A verdade é que Portugal foi uma selecção de coragem e de alma. Impôs-se perante os seus obstáculos e levou a melhor sobre as suas deficiências. Conseguir entender que virtudes e defeitos tinha foi um acto de inteligência. Tirar proveito de umas e esconder as outras foi arte.
«Nem todos os que regressam a casa são vencedores, mas não há vencedor que não regresse a casa», escreveu uma vez Bertolt Brecht. Os vencedores regressaram a casa para festejar o seu triunfo. Cada um deles teve o seu lugar na importância inequívoca do momento especial que faz alegre o pais triste.
Depois de todas as palavras, de todas as frases, de todos os parágrafos, que ninguém diga que a vitória lusitana não foi justa.
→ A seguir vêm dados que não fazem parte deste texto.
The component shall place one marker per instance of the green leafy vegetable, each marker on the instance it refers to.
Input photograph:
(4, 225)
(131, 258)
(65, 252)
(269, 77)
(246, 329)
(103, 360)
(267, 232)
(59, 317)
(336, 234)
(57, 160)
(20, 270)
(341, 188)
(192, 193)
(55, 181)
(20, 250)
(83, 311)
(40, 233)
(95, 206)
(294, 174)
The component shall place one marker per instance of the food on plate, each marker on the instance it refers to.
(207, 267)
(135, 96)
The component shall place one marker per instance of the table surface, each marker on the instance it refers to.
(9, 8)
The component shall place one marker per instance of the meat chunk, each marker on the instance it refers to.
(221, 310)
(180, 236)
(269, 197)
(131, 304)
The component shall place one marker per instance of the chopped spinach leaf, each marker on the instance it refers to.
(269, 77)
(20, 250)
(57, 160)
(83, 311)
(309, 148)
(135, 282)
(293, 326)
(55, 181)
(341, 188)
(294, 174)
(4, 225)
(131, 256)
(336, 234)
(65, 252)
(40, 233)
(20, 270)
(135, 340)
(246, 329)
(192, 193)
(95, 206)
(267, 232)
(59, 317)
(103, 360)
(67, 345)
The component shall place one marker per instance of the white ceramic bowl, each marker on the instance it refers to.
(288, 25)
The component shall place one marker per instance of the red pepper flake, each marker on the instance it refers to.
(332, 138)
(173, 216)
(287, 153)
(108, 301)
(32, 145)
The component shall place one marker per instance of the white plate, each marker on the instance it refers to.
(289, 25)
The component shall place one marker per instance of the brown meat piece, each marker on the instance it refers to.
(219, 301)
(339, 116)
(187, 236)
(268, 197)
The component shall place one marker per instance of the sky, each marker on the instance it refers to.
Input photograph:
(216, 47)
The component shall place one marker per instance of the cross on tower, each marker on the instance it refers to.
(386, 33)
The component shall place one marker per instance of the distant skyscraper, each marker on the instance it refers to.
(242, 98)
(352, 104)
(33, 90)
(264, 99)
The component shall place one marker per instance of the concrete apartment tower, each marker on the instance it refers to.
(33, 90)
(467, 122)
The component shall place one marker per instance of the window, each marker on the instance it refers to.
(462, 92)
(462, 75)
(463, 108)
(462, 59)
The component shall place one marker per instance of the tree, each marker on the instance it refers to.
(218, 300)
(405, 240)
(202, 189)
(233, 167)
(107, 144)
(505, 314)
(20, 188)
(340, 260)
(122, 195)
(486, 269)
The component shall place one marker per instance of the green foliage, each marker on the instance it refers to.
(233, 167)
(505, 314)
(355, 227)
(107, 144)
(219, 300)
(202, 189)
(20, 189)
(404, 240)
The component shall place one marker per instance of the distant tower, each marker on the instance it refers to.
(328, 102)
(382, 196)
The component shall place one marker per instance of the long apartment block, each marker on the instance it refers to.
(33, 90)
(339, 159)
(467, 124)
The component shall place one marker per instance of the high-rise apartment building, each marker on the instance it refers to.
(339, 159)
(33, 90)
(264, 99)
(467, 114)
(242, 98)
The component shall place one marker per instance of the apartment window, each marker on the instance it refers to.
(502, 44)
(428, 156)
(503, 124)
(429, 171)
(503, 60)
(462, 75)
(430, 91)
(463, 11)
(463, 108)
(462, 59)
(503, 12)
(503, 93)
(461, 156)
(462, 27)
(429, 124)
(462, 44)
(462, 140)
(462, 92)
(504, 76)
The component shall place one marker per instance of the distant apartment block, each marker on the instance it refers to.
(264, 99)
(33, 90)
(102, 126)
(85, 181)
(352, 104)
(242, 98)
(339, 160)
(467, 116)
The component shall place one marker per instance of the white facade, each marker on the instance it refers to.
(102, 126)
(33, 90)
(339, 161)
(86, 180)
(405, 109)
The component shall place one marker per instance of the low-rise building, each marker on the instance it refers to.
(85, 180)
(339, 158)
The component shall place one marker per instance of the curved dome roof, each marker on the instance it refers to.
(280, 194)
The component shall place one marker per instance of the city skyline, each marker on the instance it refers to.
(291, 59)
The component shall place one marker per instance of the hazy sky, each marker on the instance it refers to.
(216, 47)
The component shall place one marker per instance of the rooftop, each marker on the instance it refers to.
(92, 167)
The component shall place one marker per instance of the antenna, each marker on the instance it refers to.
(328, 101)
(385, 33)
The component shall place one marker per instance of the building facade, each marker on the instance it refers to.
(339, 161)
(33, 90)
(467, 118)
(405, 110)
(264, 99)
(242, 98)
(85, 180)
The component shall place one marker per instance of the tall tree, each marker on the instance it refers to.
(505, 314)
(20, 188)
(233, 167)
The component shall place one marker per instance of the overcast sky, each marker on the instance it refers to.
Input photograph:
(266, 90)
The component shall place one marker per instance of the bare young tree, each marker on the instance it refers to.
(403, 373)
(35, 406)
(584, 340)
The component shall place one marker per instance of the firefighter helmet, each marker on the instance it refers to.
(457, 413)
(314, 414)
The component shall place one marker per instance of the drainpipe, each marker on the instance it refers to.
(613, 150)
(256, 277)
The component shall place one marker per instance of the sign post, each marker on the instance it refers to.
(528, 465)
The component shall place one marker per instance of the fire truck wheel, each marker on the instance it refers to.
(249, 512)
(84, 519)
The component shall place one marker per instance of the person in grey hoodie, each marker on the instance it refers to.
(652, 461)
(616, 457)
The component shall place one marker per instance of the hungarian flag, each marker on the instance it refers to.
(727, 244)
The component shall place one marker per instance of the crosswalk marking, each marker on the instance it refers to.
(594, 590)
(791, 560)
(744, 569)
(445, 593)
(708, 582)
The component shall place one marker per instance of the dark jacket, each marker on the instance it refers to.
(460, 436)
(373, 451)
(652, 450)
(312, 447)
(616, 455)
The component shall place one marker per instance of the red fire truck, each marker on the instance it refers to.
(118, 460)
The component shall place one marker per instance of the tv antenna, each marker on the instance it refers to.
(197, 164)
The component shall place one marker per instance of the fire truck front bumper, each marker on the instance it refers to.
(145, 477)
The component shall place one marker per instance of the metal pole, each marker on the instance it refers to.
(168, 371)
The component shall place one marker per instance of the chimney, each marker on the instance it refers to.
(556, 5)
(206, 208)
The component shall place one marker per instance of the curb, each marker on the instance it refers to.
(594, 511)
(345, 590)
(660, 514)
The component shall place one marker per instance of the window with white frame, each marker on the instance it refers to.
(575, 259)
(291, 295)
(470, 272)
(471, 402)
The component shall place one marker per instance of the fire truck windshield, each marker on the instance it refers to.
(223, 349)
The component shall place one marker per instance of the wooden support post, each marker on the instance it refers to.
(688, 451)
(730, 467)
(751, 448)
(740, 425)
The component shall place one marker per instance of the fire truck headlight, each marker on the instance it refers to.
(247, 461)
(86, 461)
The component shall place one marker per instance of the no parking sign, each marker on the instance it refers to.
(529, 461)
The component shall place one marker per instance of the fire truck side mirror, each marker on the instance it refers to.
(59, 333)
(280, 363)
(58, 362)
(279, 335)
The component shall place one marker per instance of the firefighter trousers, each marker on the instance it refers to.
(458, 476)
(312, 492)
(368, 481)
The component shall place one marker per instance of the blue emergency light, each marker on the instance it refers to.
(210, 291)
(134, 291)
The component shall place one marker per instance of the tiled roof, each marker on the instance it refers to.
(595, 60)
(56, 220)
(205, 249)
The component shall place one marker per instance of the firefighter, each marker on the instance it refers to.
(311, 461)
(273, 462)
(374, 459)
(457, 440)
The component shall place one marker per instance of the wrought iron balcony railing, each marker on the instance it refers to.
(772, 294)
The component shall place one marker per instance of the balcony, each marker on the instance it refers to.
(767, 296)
Pode não ter sido aquele brilho cintilante de outras equipas com os mesmos cinco escudos azuis ao peito da camisola, mas foi uma equipa invencível. Sobretudo na forma como sempre se dispôs a derrotar o Destino e a fazer com que a sorte escolhesse bater-se a leu lado, ao lado dos corajosos e audazes.
Nada de mais audaz do que entrada de Éder na final em Saint-Denis. Nada de mais criativo, de mais definitivo.
A Torre Eiffel manteve-se às escuras ao longo da madrugada de domingo. Faltou luz na Cidade-luz.
Um cometa vermelho e verde surgiu e rasgou o céu. Como um presságio. Ou como um mensagem de boa nova."